PLoS Pathogens (Jun 2019)

BATF3-dependent dendritic cells drive both effector and regulatory T-cell responses in bacterially infected tissues.

  • Isabelle C Arnold,
  • Xiaozhou Zhang,
  • Mariela Artola-Boran,
  • Angela Fallegger,
  • Peter Sander,
  • Pål Johansen,
  • Anne Müller

DOI
https://doi.org/10.1371/journal.ppat.1007866
Journal volume & issue
Vol. 15, no. 6
p. e1007866

Abstract

Read online

The gastric lamina propria of mice that have been experimentally infected with the pathobiont Helicobacter pylori hosts a dense network of myeloid cells that includes BATF3-dependent CD103+ dendritic cells (DCs). We show here that CD103+ DCs are strictly required for gastric Th1 responses to H. pylori and for H. pylori infection control.
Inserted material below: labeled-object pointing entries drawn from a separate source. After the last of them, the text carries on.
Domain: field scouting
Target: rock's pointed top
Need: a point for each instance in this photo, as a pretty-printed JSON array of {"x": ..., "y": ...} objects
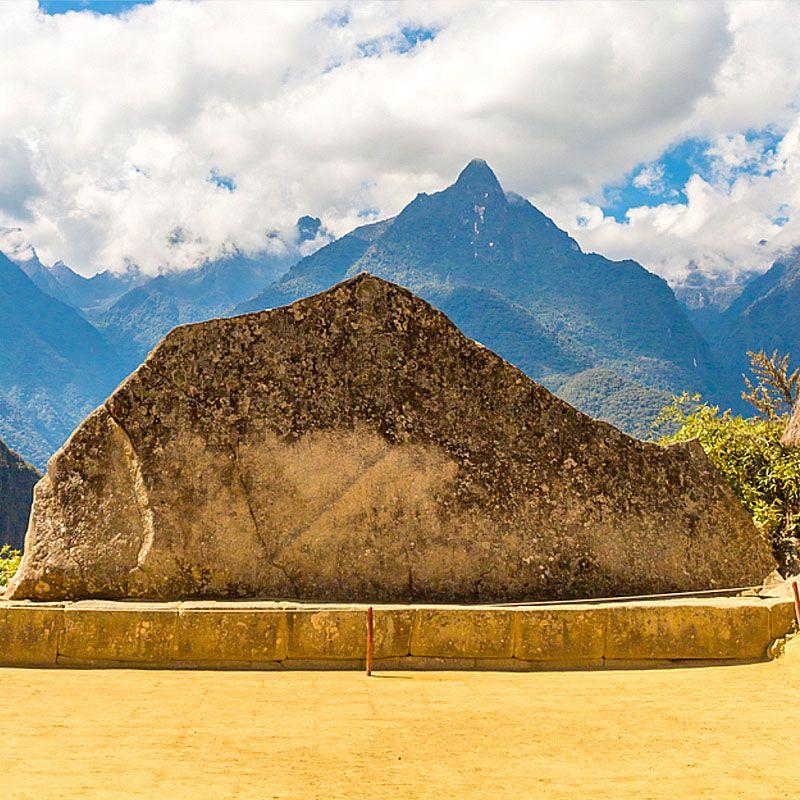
[{"x": 478, "y": 175}]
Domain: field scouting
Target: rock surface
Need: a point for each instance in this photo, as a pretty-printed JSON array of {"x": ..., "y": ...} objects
[
  {"x": 17, "y": 479},
  {"x": 357, "y": 446}
]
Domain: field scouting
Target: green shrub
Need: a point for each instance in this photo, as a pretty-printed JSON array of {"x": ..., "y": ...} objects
[
  {"x": 747, "y": 451},
  {"x": 9, "y": 562}
]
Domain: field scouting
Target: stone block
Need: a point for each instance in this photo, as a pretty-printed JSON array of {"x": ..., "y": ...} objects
[
  {"x": 222, "y": 635},
  {"x": 463, "y": 633},
  {"x": 335, "y": 634},
  {"x": 29, "y": 634},
  {"x": 566, "y": 634},
  {"x": 97, "y": 633}
]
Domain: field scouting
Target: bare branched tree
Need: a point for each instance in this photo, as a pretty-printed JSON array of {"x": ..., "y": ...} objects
[{"x": 773, "y": 391}]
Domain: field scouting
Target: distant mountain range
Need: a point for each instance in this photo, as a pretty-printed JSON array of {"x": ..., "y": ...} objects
[
  {"x": 608, "y": 336},
  {"x": 17, "y": 480}
]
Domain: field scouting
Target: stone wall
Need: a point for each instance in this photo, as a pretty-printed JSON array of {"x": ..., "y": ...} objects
[{"x": 284, "y": 636}]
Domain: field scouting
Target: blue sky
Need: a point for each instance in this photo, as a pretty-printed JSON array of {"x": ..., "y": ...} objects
[
  {"x": 114, "y": 7},
  {"x": 664, "y": 180},
  {"x": 668, "y": 133}
]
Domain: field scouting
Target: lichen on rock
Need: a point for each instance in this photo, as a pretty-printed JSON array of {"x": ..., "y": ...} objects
[{"x": 355, "y": 445}]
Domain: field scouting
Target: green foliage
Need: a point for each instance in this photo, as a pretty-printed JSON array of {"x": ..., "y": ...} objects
[
  {"x": 775, "y": 390},
  {"x": 763, "y": 474},
  {"x": 9, "y": 562}
]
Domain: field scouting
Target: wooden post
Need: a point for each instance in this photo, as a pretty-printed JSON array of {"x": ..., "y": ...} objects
[{"x": 370, "y": 635}]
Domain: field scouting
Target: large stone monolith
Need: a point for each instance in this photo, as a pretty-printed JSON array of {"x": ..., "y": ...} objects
[{"x": 357, "y": 446}]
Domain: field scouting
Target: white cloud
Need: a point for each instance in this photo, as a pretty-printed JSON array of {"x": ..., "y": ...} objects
[{"x": 110, "y": 127}]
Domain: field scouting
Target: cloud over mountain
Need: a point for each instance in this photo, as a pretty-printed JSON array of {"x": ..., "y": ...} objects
[{"x": 177, "y": 131}]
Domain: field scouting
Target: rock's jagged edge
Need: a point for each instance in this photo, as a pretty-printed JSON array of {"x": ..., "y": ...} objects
[{"x": 356, "y": 446}]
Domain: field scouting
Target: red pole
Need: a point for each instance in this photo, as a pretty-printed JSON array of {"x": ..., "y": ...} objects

A similar dependence of type 1 immunity on CD103+ DCs is observed in a Mycobacterium bovis BCG infection model, and in a syngeneic colon cancer model. Strikingly, we find that not only the expansion and/or recruitment of Th1 cells, but also of peripherally induced, neuropilin-negative regulatory T-cells to sites of infection requires BATF3-dependent DCs. A shared feature of the examined models is the strongly reduced production of the chemokines and CXCR3 ligands CXCL9, 10 and 11 in BATF3-deficient mice. The results implicate BATF3-dependent DCs in the recruitment of CXCR3+ effector and regulatory T-cells to target tissues and in their local expansion.